- 2 Thessalonians 3:13 (NKJV) But as for you, brethren, do not grow weary in doing good.
We may have made a huge mistake—this love affair we Americas have with greatness may be overrated.
While eagerly swallowing the principles of Jim Collin’s “Good to Great” and dozens of other “How to be great…” books and seminars we have duped ourselves into thinking that being great really matters.
Historians tell us that Alexander, the son of King Philip of Macedonia was “great” and they add the title “great” to Catherine, Empress of Russia (1729-1796). There’s also Akbar the Great, Alfred the Great, Antiochus III the Great, Ashoka the Great, Bruno the Great, and Cnut the Great, Cyaxares the Great, and Cyrus the Great (that’s “Greats” just from A-C). Impressed? Neither am I.
Think about God…
After creating the entire universe with all it’s swirling galaxies, solar systems, planets, comets, and quasars the best they got was, “It is good” (Genesis 1:18)
Even the earth with it’s teeming oceans, vast forests and plains and majestic mountain ranges only managed to get a “good”.
This goes for all the myriad animal species (excluding humans–they didn’t even rate a good; but they did get a blessing).

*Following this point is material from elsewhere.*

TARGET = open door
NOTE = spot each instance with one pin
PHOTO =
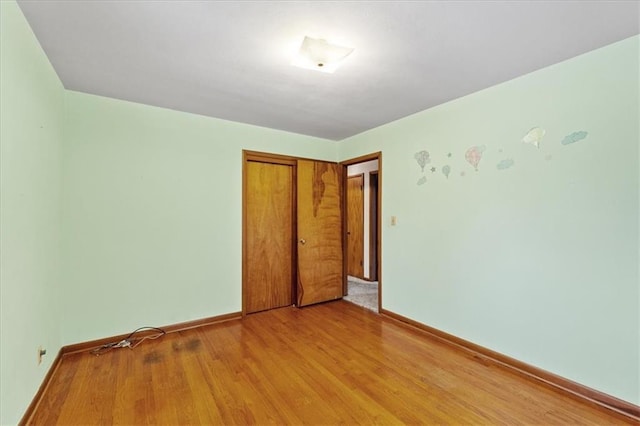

To do better than “good” the entire creation had to be lumped together and then God described it as “very good” (Genesis 1:31).
Why I can’t even imagine how the typical American would have described the Universe if they had made it, but I’d be willing to bet the ranch that it would be over the top and include the word “great”.
Are we missing something here?
What if the goal in life is to do good (vs. seeking to be great).
Being great impresses people; doing good impresses God.
If all the success gurus were honest they’d tell us (before we purchased their books) that only a very few people are ever considered “great” (and then only by a few for only a few short moments of time)…but everyone can do good.
Matthew 25:21 (NKJV)
2His lord said to him, ‘Well done, good and faithful servant; you were faithful over a few things, I will make you ruler over many things. Enter into the joy of your lord.’